Ces derniers jours, des informations se sont répandues sur les réseaux sociaux selon lesquelles les citoyens pourraient être condamnés à une amende pouvant aller jusqu'à 5 millions de dongs s'ils enregistrent des vidéos des forces de police de la circulation (CSGT) en service. Cette information a rapidement attiré l'attention, provoquant une panique et une inquiétude dans l'opinion publique.
Cependant, le représentant du département de la police de la circulation - ministère de la Sécurité publique a affirmé qu'il s'agissait d'informations inventées, qui ne sont pas conformes à la vérité.
Selon le département de la police de la circulation, il n'existe aucune réglementation ou proposition concernant l'amende de 5 millions de dongs infligée aux citoyens uniquement pour avoir filmé ou photographié les forces de police de la circulation en service.
Certains messages utilisent également des images créées à l'aide d'outils d'intelligence artificielle (IA) pour tromper les lecteurs. Le partage d'informations erronées de cette manière provoque non seulement des malentendus, mais affecte également la réputation des forces de l'ordre.
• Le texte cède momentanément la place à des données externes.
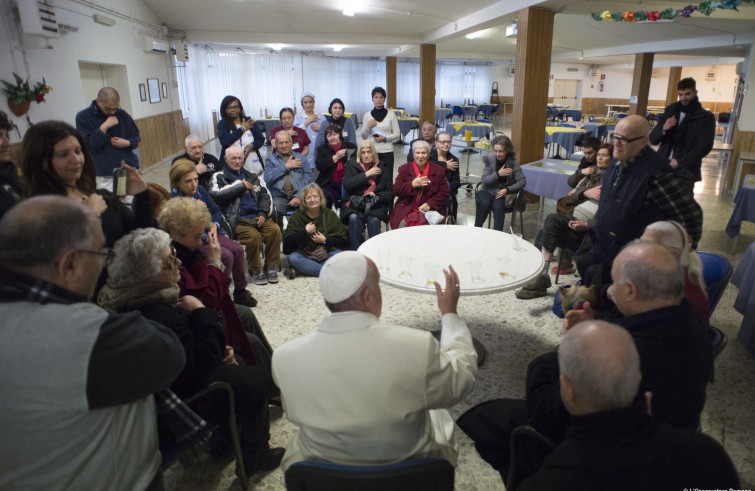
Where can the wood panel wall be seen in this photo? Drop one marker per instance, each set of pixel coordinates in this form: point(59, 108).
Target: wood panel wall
point(162, 135)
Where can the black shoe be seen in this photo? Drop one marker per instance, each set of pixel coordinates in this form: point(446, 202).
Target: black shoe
point(243, 297)
point(263, 461)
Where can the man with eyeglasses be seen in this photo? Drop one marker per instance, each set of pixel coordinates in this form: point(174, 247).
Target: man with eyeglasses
point(110, 134)
point(638, 189)
point(77, 410)
point(686, 133)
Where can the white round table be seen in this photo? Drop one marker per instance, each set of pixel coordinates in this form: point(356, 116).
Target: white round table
point(486, 260)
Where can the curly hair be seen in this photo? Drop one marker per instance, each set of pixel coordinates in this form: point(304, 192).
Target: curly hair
point(182, 215)
point(138, 257)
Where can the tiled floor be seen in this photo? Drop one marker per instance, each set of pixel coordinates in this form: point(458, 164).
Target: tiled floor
point(514, 331)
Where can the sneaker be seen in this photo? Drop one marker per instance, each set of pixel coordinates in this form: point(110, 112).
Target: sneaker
point(259, 278)
point(542, 282)
point(263, 461)
point(567, 269)
point(243, 297)
point(527, 294)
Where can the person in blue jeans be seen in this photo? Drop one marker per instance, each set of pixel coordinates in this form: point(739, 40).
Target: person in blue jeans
point(365, 177)
point(314, 233)
point(501, 177)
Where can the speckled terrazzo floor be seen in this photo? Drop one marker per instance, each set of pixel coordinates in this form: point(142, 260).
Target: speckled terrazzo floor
point(513, 331)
Au même moment, une autre information s'est également largement répandue sur les réseaux sociaux, affirmant que les sanctions pour les infractions liées à l'alcoolémie augmenteraient fortement en 2026. Face à cette rumeur, le département de la police de la circulation a officiellement démenti, affirmant qu'il n'existe actuellement aucune réglementation sur l'augmentation des sanctions liées à l'alcoolémie comme le contenu actuellement partagé.
Les niveaux de sanctions pour les infractions liées à l'alcoolémie lors de la conduite d'un véhicule participant à la circulation sont toujours appliqués conformément aux dispositions légales en vigueur, sans ajustements ni changements comme certains sites d'information.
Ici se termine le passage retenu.